De la morale et des valeurs en politique

« Tout le monde est, a été ou sera gaulliste », prête-t-on au Général. S’il est un domaine où il est une référence unanime, c’est bien celui de la probité et de l’honneur.

« Il n’y a de réussite qu’à partir de la vérité »
Charles De Gaulle

La république souffre de graves errements à juste titre dénoncés publiquement mais qui jettent un opprobre immérité sur l’ensemble de la classe politique. Ils sont une infime minorité à tirer un profit personnel dans le vaste mouvement d’hommes et femmes engagés dans la vie de leur cité, maires, adjoints et conseillers municipaux, peu et mal rétribués pour l’ampleur des tâches que leurs responsabilités induisent.

La probité n’est pas que l’honnêteté financière, si l’on peut exprimer ainsi l’incorruptibilité. On aimerait qu’elle soit tellement naturelle et normale qu’elle n’en soit même plus un sujet. Les manquements à cette nécessaire qualité sont légitimement traqués par des citoyens valeureux, engagés dans des associations comme Anticor ou, plus près de nous, Ramdam64-40. Qu’on souffle sur la saleté, qu’elle soit découverte, qu’on déloge la poussière de sous les tapis : c’est un engagement malheureusement permanent et heureusement salutaire.  
La probité est surtout la droiture morale et l’honnêteté intellectuelle qui doivent guider la conduite des hommes et femmes de responsabilités. Que l’on nous traite de naïf ou d’indécrottable optimiste, on reste convaincu du dévouement, sans guère de récompense, de ceux qui gouvernent notre quotidien, nos élus locaux.

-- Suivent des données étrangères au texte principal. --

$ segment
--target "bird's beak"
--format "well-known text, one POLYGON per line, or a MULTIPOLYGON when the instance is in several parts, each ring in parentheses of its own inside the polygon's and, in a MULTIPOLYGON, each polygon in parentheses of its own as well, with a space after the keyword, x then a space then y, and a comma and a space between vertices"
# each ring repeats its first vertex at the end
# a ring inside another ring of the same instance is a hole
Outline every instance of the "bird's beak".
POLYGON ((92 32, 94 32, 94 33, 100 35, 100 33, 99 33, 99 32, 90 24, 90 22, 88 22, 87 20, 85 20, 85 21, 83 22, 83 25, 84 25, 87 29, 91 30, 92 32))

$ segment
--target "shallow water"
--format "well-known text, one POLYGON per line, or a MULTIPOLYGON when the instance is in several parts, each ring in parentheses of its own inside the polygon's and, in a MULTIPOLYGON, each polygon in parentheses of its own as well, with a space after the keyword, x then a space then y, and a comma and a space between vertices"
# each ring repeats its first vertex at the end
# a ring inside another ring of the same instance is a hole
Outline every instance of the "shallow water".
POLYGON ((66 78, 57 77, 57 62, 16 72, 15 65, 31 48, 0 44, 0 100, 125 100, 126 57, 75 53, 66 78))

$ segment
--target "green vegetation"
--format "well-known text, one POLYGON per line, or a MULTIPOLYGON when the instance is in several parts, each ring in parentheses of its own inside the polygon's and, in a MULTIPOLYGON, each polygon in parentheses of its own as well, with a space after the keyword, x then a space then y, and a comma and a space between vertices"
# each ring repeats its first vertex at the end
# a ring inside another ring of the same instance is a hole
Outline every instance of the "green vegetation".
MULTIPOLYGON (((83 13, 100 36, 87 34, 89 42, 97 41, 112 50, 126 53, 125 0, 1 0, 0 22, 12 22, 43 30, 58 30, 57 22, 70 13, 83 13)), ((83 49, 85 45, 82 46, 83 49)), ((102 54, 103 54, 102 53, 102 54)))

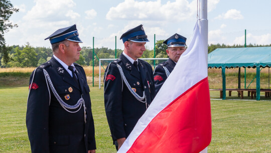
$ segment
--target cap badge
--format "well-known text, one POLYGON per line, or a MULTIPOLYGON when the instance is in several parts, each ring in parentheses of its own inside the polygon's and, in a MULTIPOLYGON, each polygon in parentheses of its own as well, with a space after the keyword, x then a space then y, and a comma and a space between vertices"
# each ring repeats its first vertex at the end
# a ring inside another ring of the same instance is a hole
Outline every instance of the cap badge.
POLYGON ((65 97, 65 99, 66 100, 69 100, 69 99, 70 99, 70 98, 71 98, 71 97, 70 97, 70 95, 69 95, 69 94, 66 95, 64 96, 64 97, 65 97))
POLYGON ((70 93, 72 92, 72 88, 71 88, 71 87, 69 88, 69 91, 70 92, 70 93))
POLYGON ((57 70, 60 72, 60 73, 64 73, 64 70, 62 68, 60 67, 58 67, 57 68, 57 70))
POLYGON ((176 34, 175 35, 175 39, 177 39, 178 38, 179 38, 179 36, 177 35, 177 34, 176 34))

« Il ne sert à rien de dire “Nous avons fait de notre mieux”. Il faut réussir à faire ce qui est nécessaire »
Winston Churchill

Hélas, le spectacle du mauvais théâtre biarrot qui se terminera en mars prochain vient ternir cette généralité. La pièce fut mal écrite, bâclée par des auteurs avides de recettes immédiates, la mise en scène trop vite imaginée ne fut pas suivie par de mauvais acteurs dans un décor qui, bien qu’unique, est en passe d’être durablement abîmé. Dans le sempiternel trio de ce mauvais vaudeville, on ne distingue plus le mari de l’amant, le jaloux est devenu ami laissant pourtant le mari dans une insondable solitude. Le comble du grotesque est assuré au dernier acte par l’insoutenable suspense du « Repartira ? Repartira pas ? Avec quel national acolyte ? Contre quel parachuté ? Dans quel faux rassemblement ? »
Celui-ci tiendrait plutôt d’une manifestation de soubrettes qui n’auraient en commun que la détestation de leur Harpagon de maître. Allons, il faut en finir !

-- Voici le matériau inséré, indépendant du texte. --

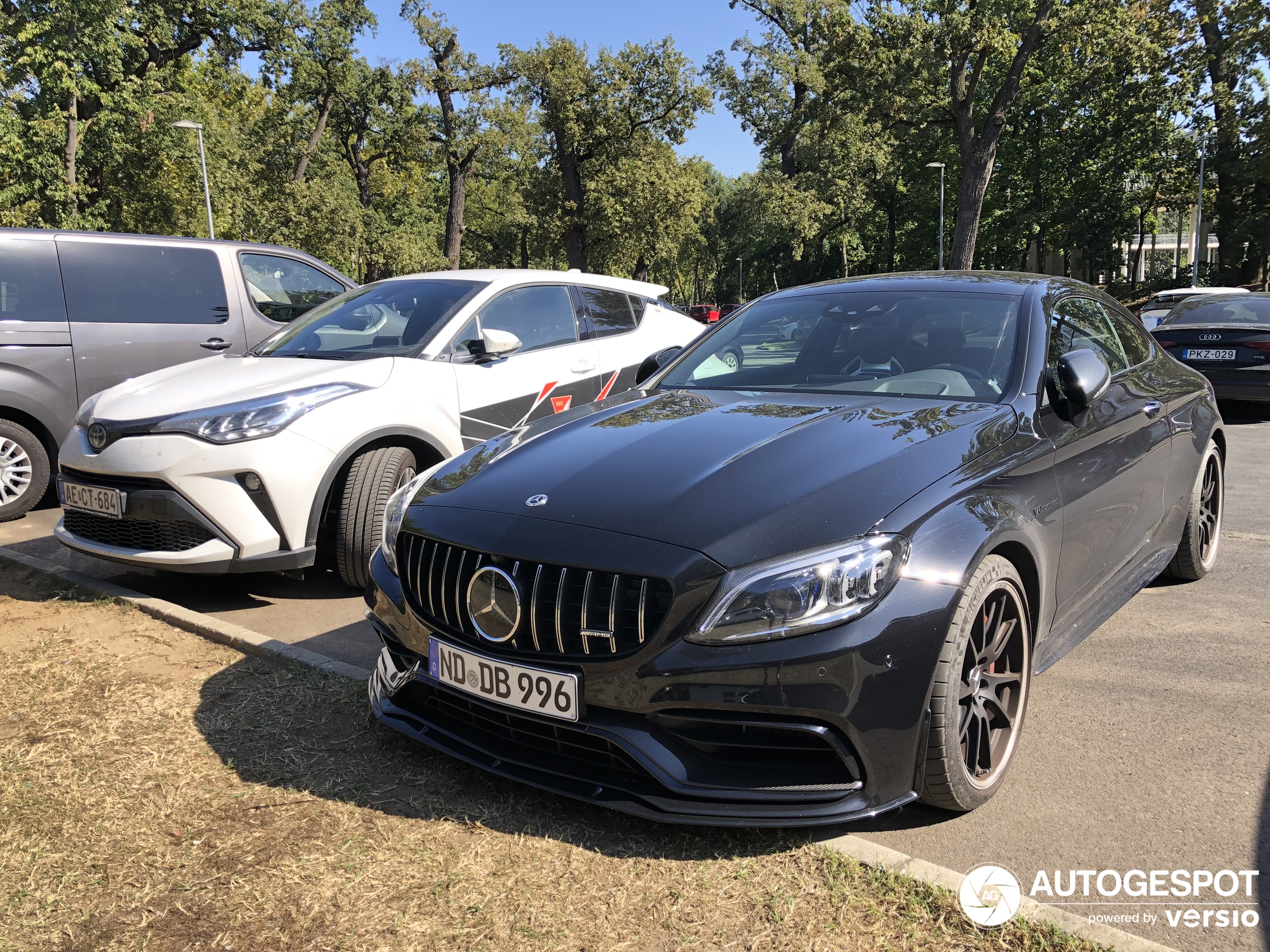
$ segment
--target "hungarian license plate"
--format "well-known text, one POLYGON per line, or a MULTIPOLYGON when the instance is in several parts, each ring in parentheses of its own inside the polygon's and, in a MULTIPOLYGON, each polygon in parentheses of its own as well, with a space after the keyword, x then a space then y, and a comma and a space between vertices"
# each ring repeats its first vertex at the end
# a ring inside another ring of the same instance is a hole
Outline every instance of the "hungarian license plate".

« Il faut savoir ce que l’on veut, il faut avoir le courage de le dire et quand on le dit, il faut avoir le courage de le faire »
Georges Clemenceau

Il est temps que des équipes solides conduites par des meneurs expérimentés et rompus à la chose publique, se lèvent et affirment leur engagement à passer à une autre conduite des affaires locales, tolérants dans leur maintien mais heureusement intransigeants sur les principes qui les inspirent. Ouverts et à l’écoute de leurs concitoyens, ils traceront le chemin de progrès que Biarritz a espéré en vain pendant six ans. Ce qui importe au citoyen est moins que l’on satisfasse son désir immédiat dans les fausses promesses d’une démagogie facile, que la réflexion mûrie d’une personnalité douée de compétences avérées ayant une vision du bien public davantage que du sens commun, de tracer un avenir qui commencera dès le 27 mars, et de dessiner les perspectives de l’amélioration de notre mode de vie quotidien, de notre cadre de vie à long terme et de la conviction transmise aux jeunes générations, de toutes conditions sociales, économiques et culturelles, qu’un accueil digne de ce nom leur sera réservé dans un Biarritz ouvert, dynamique et moderne.

Cette campagne voit déjà fleurir de charmants sourires enjôleurs et d’alléchantes promesses, de sympathiques idées surfant sur les vagues d’inquiétudes grandissantes, jusqu’aux conduites farfelues qui, dans une course automobile se traduiraient par une sortie de route au premier virage.
Mais la première chose que les électeurs attendent désormais et, mieux, exigent, c’est le respect de la parole donnée : Hitza hitz.